Under a more severe termination policy, Baltimore Gas and Electric Co. has sharply increased cutoffs since 1996-1997 of service to residential customers who fall behind in paying their bills during the winter heating season.
According to BGE filings with the Maryland Public Service Commission, residential gas and electric customer turnoffs leaped 1,918 percent from 332 in 1996-1997 during the winter heating season, which runs from Nov. 1 to March 31, to 6,702 terminations in 1997-1998.
During the 1998-1999 season, there was a slight decline, to 5,089 terminations, but that was a rise of 1,433 percent over the cutoffs in 1996-1997.
The company declined to disclose terminations from April 1 though Oct. 31, which it is not required to report.
Although the tighter policy affects a small number of BGE's 1 million residential customers, it has produced substantial savings: BGE's allowances for uncollectibles -- money it's owed but can't collect -- have fallen from $24.1 million in 1997 to $20.3 million last year and a projected $17.5 million this year.
The increase in turnoffs has come under fire by advocates for the poor, who say it is of increasing concern since low-income Marylanders are unlikely to shop for alternate suppliers as gas and electric service becomes deregulated.
For its part, BGE says the low number of turnoffs during the 1996-1997 winter heating period was the result of a failed program that left customers with larger utility bills March 31 when the winter heating season ended.
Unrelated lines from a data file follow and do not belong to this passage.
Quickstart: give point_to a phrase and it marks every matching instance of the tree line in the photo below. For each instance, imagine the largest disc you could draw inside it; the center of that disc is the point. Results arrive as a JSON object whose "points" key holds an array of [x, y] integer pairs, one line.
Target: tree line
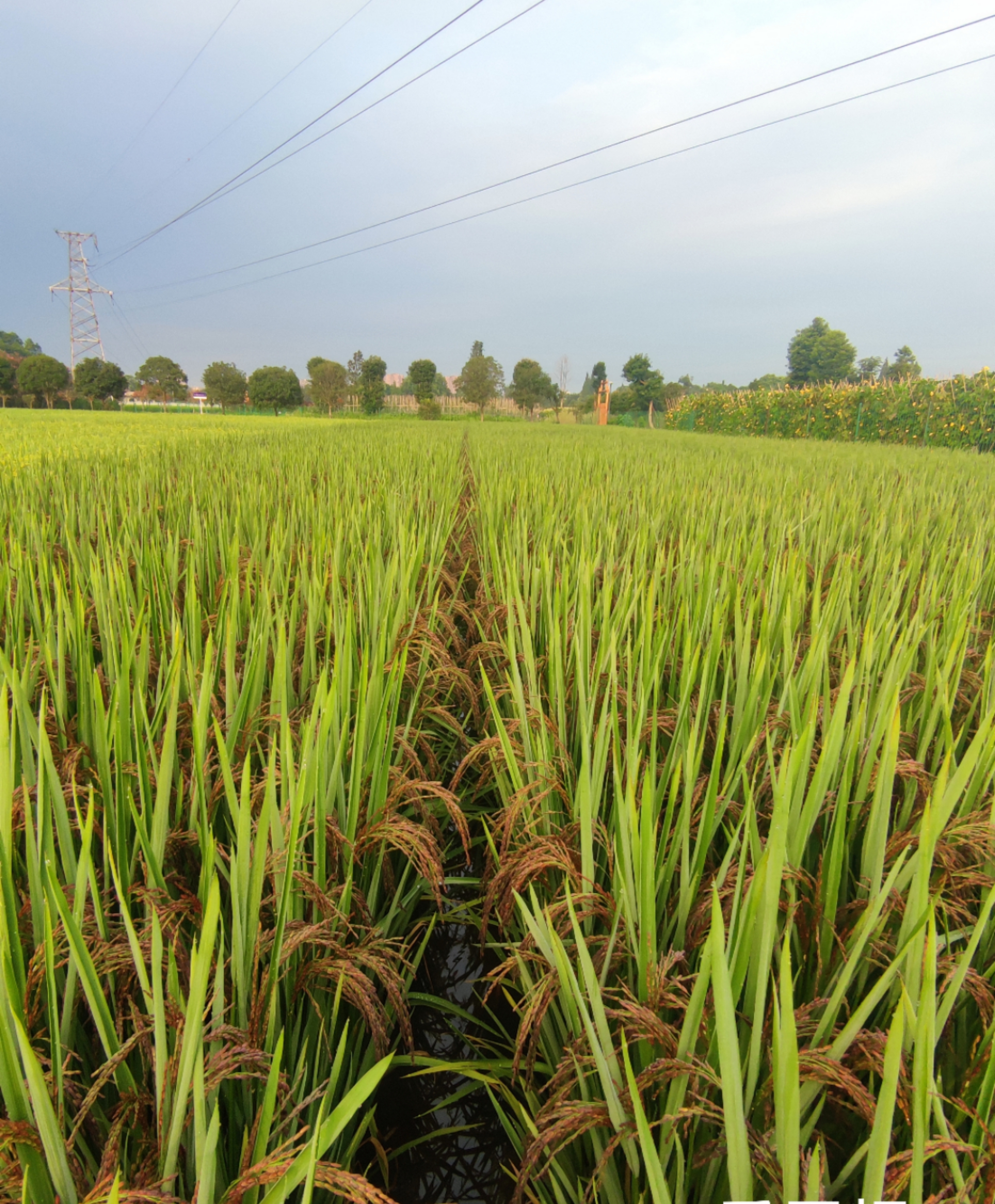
{"points": [[817, 354]]}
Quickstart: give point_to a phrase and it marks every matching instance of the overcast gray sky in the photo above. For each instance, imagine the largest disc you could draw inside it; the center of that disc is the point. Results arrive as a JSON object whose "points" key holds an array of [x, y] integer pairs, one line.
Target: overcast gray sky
{"points": [[876, 215]]}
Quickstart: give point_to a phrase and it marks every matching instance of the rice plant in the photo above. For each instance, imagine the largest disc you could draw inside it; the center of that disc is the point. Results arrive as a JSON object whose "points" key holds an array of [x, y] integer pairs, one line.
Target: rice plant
{"points": [[742, 731], [716, 718], [218, 820]]}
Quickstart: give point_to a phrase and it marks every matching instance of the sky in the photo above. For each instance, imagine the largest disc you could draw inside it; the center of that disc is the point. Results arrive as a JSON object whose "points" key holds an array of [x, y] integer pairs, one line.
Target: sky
{"points": [[875, 215]]}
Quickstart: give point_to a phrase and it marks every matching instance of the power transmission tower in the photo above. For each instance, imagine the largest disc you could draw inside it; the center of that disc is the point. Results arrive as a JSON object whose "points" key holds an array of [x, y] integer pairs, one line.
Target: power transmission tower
{"points": [[84, 327]]}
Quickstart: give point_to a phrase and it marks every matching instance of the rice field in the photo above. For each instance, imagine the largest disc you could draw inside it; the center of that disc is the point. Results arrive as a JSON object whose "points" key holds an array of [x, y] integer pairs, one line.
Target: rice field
{"points": [[686, 743]]}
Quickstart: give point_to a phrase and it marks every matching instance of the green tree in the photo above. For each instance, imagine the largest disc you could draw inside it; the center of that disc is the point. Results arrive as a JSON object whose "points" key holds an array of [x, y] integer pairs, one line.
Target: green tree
{"points": [[14, 345], [355, 368], [819, 354], [421, 375], [531, 386], [904, 368], [99, 381], [645, 383], [372, 385], [41, 376], [8, 381], [329, 382], [224, 385], [482, 379], [163, 377], [275, 389]]}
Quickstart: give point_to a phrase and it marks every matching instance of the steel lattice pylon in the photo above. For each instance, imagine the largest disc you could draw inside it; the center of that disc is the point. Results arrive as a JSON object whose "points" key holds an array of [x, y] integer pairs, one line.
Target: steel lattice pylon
{"points": [[84, 327]]}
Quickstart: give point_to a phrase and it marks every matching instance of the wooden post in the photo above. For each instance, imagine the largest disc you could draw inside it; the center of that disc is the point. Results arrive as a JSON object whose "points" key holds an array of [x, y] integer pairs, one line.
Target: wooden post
{"points": [[604, 398]]}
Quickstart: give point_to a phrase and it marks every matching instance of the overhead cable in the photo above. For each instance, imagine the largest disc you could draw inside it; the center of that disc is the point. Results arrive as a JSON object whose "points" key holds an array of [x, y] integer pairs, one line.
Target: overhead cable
{"points": [[578, 183], [304, 129], [569, 159], [259, 100], [158, 109]]}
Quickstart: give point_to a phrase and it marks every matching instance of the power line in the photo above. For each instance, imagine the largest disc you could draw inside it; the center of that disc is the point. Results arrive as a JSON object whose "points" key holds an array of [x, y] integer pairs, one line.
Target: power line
{"points": [[562, 163], [304, 129], [158, 109], [259, 100], [408, 84], [579, 183]]}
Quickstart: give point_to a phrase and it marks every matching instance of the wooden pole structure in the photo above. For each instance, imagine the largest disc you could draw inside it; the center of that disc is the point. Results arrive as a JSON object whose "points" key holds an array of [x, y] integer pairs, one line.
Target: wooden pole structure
{"points": [[604, 398]]}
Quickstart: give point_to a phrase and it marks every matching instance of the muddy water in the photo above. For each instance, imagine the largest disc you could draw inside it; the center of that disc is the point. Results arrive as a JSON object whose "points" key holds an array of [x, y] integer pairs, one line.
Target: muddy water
{"points": [[463, 1167]]}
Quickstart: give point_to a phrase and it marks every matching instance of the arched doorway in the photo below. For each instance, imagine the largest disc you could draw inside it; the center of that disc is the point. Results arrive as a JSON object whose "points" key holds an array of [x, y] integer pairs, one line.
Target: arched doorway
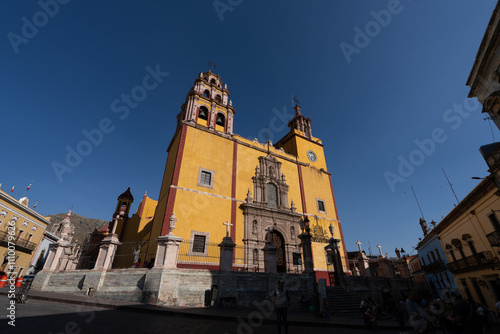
{"points": [[279, 242]]}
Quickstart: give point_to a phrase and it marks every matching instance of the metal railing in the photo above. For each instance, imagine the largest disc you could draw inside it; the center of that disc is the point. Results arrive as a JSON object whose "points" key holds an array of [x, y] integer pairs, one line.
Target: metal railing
{"points": [[434, 267], [19, 242], [473, 262], [494, 238]]}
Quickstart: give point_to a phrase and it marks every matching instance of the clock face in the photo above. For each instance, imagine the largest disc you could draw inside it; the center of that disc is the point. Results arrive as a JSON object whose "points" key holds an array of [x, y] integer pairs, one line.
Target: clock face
{"points": [[312, 156]]}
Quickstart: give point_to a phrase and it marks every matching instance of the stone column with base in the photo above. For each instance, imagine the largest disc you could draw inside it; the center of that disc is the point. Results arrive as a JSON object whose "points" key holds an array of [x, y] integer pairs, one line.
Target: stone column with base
{"points": [[226, 251], [363, 262], [107, 252], [56, 251], [168, 248], [337, 262], [270, 258]]}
Its current policy, which flags accounts with $100 overdue, helps customers manage their financial obligations better, BGE says, adding that the utility participates in various assistance programs that provide poor customers with financial help.
"Termination of service is a very serious issue," said Patrick Nolan, BGE's director of credit and collection services. "If customers do not pay, they will be terminated some way.
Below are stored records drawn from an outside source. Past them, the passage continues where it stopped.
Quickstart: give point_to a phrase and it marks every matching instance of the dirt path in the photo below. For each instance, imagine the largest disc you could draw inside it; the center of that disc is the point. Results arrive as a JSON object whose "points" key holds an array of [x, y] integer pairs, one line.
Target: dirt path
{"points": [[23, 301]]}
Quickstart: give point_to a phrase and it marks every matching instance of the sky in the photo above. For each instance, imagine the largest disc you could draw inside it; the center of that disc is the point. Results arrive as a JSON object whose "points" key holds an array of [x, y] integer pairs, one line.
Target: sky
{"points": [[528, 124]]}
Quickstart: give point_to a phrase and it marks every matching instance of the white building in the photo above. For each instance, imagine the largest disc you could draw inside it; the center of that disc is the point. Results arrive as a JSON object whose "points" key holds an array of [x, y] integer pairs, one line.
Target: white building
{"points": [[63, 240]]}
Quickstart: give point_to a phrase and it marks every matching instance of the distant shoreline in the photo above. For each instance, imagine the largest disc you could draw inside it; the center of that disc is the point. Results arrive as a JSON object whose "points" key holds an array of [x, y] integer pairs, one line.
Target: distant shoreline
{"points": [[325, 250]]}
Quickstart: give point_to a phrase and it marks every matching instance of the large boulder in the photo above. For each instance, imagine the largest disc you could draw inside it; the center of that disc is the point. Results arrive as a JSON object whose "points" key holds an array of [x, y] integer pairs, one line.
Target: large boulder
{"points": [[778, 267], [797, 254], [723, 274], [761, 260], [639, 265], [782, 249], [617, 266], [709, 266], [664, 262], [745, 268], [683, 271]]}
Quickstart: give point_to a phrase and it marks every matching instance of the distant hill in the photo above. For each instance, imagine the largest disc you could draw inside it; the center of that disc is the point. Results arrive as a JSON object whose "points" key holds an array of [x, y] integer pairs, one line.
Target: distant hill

"The issue is, will they be turned off early or will we wait? From a customer perspective, it's better to deal with a situation early," Nolan said.
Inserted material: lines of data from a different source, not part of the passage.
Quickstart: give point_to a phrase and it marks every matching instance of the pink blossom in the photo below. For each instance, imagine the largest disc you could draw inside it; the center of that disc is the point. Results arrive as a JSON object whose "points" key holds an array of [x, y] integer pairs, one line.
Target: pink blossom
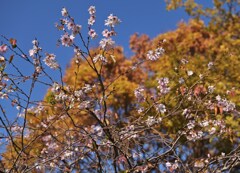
{"points": [[92, 10], [64, 12], [112, 20], [67, 40], [106, 43], [3, 48], [92, 33], [91, 20]]}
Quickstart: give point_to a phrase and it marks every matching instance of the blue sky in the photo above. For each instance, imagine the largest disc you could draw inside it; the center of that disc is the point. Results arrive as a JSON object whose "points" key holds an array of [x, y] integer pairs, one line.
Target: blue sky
{"points": [[29, 19]]}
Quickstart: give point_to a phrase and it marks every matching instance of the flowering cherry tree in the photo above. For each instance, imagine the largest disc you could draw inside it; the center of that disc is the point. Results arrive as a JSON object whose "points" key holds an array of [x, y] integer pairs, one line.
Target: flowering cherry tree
{"points": [[109, 113]]}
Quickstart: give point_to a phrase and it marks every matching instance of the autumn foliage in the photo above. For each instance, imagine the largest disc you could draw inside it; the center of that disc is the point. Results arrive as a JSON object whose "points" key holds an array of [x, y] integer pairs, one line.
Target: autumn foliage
{"points": [[173, 106]]}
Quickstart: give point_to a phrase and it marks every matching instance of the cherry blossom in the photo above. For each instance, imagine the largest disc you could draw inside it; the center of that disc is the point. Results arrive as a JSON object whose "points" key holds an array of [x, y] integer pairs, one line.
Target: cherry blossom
{"points": [[112, 20]]}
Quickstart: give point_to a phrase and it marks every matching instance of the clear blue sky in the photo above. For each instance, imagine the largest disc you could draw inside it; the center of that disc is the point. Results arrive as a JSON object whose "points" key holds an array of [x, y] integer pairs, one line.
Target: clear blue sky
{"points": [[25, 20]]}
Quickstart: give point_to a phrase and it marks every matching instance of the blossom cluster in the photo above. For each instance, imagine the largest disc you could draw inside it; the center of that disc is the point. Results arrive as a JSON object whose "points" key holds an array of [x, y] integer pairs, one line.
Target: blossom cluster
{"points": [[163, 85], [50, 61], [156, 54]]}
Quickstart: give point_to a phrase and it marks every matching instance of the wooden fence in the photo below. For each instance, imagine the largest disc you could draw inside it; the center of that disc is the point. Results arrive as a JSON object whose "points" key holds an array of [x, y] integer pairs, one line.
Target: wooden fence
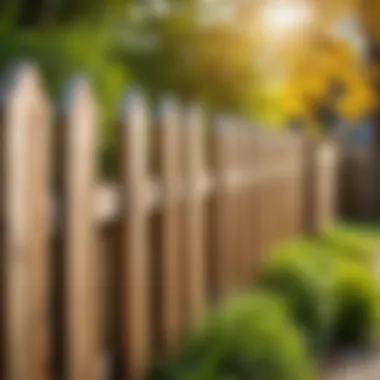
{"points": [[99, 277]]}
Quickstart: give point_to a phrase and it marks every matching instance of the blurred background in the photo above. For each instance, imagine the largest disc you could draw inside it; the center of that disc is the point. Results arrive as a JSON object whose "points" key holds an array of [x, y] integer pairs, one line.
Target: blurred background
{"points": [[305, 64], [258, 218]]}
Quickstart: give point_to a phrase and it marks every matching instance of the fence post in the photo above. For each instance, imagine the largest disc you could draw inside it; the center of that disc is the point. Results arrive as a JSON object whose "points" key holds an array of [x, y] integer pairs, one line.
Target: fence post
{"points": [[133, 318], [194, 263], [167, 257], [25, 212], [76, 184]]}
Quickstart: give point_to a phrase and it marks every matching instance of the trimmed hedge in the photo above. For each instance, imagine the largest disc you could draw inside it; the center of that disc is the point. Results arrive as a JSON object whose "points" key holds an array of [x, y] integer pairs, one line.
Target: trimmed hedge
{"points": [[249, 337]]}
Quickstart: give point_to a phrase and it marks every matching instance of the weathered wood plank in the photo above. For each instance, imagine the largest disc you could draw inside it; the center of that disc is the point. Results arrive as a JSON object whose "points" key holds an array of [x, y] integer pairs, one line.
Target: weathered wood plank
{"points": [[76, 185], [24, 243]]}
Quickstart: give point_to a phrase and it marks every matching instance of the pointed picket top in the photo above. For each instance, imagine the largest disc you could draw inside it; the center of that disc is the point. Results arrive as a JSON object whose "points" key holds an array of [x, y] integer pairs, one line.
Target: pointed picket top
{"points": [[77, 100], [193, 115], [222, 123], [168, 110], [21, 88], [134, 110]]}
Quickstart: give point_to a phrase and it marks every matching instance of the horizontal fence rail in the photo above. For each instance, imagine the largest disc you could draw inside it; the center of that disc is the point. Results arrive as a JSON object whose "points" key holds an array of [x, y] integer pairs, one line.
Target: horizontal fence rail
{"points": [[99, 278]]}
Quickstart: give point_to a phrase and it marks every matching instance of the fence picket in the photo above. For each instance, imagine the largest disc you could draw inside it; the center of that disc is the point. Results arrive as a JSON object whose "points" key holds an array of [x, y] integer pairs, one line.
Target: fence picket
{"points": [[24, 205], [194, 260], [76, 185], [133, 252], [168, 298]]}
Even with its $100 threshold, BGE typically allows overdue bills to amount to $200 in the winter months before it moves to turn service off, he said.
Advocates for the poor say there is usually an upswing in terminations before and after the winter heating season. If service is disconnected before Nov. 1, there is no Public Service Commission requirement for service to be restored during the winter months.
The surge in service terminations is all the more startling, critics say, because PSC rules make it more difficult for utilities to cut gas and electric service during the winter heating season.
At least 24 hours before termination, utilities must file an affidavit stating that cutting service to the household will not pose a threat to the life and health of the occupants, and that the customer had been notified both in writing and by personal contact of financial assistance resources.
Calvin Timmerman, director of rate research and economics for PSC, said BGE is not doing anything wrong. Under PSC rules, BGE is entitled to take action on accounts with $50 overdue.
"What the numbers are essentially saying is, at one point, more than 6,000 customers used to be carried during heating season although their service could have been turned off," Timmerman said.
Critics say the utility is trying to lower the overdue debt it carries on its books as it prepares to compete with natural gas and electricity suppliers. The natural gas market in Maryland was deregulated Nov. 1, and consumers will be able to select electric power suppliers July 1.
"From our perspective, it looks like BGE is trying to make its balance sheet look better on the backs of the poor," said Rob Hess, president of the Center for Poverty Solutions, a statewide nonprofit group based in Baltimore.
"If that is what's happening, it just flies in the face of what a public utility should be doing. BGE has been a good neighbor in the community through the years, and this is a little out of character."
BGE, however, says it tried to revamp its termination policy years before deregulation and competition became prospects for Maryland.
"We tried some programs back in 1993 and 1994," BGE's Nolan said. "We gave them a few years to see how they perform, but we found ourselves in a worsening situation."
"We're put in a hard position by the advocates," Nolan said. "They want us to give people time, so we can work with them. But the same people will ask us why we let the bill get to such a high amount.
"If we let the customer get three or four months in arrears, there's little charity can do," Nolan said. "If we deal with an account early, there is assistance out there for customers to get their service back on."
While terminations have increased, same-day service restorations are up 150 percent and net service denials are down 25 percent, the utility said.